ただし、2022年以降において、米ドル/円が120日MAを5%以上上回っても米ドル売り・円買い介入が行われなかった局面がありました。それは、より長期の移動平均線である5年MAを2割以上上回るまでに至っていなかった局面や、前回の介入局面のピークよりまだ米ドル安・円高水準で推移している局面などでした。米ドル/円の5年MAは足下で137円程度であることから、それを2割以上上回る水準は164円以上といった計算になります(図表5参照)。

【図表5】米ドル/円の5年MAかい離率と為替介入(1990年~)
出所:LSEG社データよりマネックス証券が作成

以上のように見ると、少なくとも2022、2024年に行われた円安阻止介入のルールを前提にすると、これまでの段階で円安阻止介入を再開することを決めた上で「断固たる措置」という表現を使った可能性は低いのではないでしょうか。

「政治主導」の円買い介入は実現するのか=介入「失敗」にも要注意

高市政権に代わったことで、為替介入ルールも変わった可能性はあるかもしれません。
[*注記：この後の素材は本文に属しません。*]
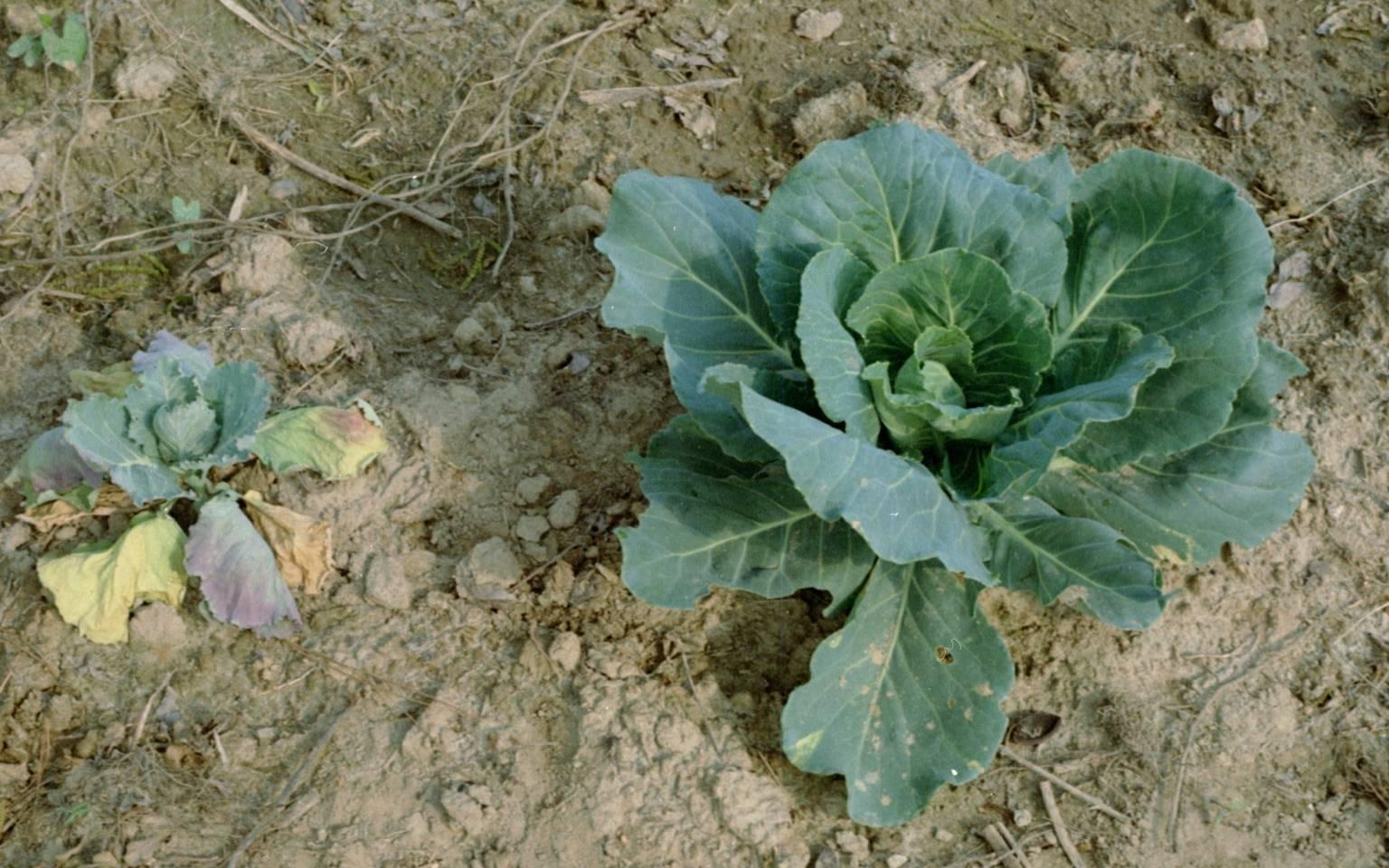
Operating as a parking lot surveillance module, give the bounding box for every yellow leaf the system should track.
[244,492,334,594]
[39,513,187,645]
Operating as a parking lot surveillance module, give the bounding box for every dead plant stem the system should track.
[998,744,1133,822]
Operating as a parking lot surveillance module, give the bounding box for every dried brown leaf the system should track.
[246,492,334,594]
[20,484,135,533]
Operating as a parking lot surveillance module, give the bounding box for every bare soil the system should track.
[0,0,1389,868]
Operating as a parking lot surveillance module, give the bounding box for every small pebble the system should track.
[550,633,583,672]
[511,515,550,543]
[267,178,298,202]
[835,829,868,857]
[0,154,33,193]
[796,10,845,42]
[516,474,550,505]
[546,489,582,529]
[1215,18,1268,52]
[453,316,487,350]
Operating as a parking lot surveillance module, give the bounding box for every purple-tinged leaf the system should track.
[251,407,386,479]
[5,427,104,505]
[130,329,213,379]
[184,495,303,636]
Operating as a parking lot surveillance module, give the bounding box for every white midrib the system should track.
[1052,233,1167,355]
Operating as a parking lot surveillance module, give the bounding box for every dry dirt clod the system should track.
[0,154,33,193]
[516,474,550,505]
[454,536,524,600]
[546,205,604,239]
[546,489,582,529]
[222,235,304,298]
[796,10,845,42]
[511,515,550,543]
[550,632,583,672]
[130,603,187,651]
[115,54,178,101]
[365,554,414,611]
[835,829,868,858]
[714,768,790,850]
[1215,18,1268,52]
[790,82,874,148]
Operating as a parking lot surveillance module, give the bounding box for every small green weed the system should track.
[169,196,203,256]
[5,14,88,72]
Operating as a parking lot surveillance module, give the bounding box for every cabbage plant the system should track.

2024年までの円安阻止介入が行われる前に実施されることの多かった会合に、財務省、金融庁、日銀による三者会合がありました。これは基本的には財務官など官僚が主導して行われました。

ところが、11月19日に行われた三者会合は、片山財務相、植田日銀総裁、城内経済財政政策担当相という政治家出席によるものでした。これは、高市政権になり円安阻止なども政治主導に変わった可能性を感じさせるものであり、その意味ではこれまでの介入ルールで説明できるより早く円安阻止介入に動く可能性もあるのかもしれません。ではその場合、それは円安を止めることができるのか。
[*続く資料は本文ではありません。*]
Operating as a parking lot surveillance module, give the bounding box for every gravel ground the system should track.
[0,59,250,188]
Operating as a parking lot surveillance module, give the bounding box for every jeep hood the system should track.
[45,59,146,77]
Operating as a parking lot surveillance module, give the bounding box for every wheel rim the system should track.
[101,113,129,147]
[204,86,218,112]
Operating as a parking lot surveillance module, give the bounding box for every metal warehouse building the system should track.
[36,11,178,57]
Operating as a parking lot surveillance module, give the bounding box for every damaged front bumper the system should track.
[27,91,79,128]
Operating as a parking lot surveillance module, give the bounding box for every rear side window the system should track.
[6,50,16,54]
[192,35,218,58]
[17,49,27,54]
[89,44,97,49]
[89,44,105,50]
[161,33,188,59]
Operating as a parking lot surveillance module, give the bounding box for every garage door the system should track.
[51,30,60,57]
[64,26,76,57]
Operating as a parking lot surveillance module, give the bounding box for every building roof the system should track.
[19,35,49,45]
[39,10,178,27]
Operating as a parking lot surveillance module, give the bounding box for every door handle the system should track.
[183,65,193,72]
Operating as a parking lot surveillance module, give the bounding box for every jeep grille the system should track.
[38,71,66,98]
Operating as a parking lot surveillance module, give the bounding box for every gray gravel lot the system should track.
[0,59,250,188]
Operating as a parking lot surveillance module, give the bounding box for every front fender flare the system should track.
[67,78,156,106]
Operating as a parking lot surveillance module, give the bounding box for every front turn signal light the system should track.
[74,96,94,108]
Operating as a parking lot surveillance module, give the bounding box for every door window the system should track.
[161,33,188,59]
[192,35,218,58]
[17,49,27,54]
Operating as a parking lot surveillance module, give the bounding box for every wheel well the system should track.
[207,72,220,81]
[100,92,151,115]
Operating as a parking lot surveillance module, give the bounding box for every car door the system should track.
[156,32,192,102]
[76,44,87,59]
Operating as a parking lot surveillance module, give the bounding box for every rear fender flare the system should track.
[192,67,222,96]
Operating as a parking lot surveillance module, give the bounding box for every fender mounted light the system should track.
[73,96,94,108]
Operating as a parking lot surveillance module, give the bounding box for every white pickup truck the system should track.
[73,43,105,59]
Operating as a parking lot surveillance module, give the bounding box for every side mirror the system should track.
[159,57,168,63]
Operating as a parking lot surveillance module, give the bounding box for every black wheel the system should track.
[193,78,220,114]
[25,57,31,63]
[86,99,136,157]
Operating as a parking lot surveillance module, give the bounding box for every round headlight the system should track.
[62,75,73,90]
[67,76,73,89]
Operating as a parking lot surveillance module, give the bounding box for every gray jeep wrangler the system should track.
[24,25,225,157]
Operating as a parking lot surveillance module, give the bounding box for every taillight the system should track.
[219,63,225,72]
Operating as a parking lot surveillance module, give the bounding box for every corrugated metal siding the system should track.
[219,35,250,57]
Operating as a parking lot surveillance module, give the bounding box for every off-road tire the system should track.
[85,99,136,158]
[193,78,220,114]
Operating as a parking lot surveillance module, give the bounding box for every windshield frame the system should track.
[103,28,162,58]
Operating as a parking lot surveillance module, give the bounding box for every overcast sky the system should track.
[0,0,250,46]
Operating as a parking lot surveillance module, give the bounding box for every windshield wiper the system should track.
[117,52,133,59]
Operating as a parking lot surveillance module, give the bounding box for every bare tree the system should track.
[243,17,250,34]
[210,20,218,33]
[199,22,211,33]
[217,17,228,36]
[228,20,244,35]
2022、2024年の介入局面は、投機筋の円売り主導の円安に対して行われたものでしたが、少なくとも代表的な投機筋のデータであるCFTC(米商品先物取引委員会)統計を見る限りこの点が今回は大きく異なっている可能性があります(図表6参照)。投機筋の円売り主導の円安は、大規模介入により円安阻止に成功すれば、その後投機筋の円買い戻しにより大きく円高へ戻ることになりました。これに対して、今回の円安が投機円売り主導でないなら、円安阻止には2024年までより苦労する懸念があるのではないでしょうか。

【図表6】米ドル/円とCFTC統計の投機筋の円ポジション(2022年~)
出所:LSEG社データよりマネックス証券が作成

2022、2024年に行われた介入では、その日のうちに5円程度の大幅な円高が起こりました。急激に円高へ戻ったことで、投機筋の円買い戻しへの転換を促したと考えられました。その意味では、今回もしも政治主導でこれまでのルールで説明できるより早いタイミングで米ドル売り・円買い介入が実現した場合、その日のうちに5円程度と大幅な円高が起こるかが注目されるのではないでしょうか。もしも介入でも円高への戻りが限定的なら、逆に円安再燃のきっかけになる危険にも要注意でしょう。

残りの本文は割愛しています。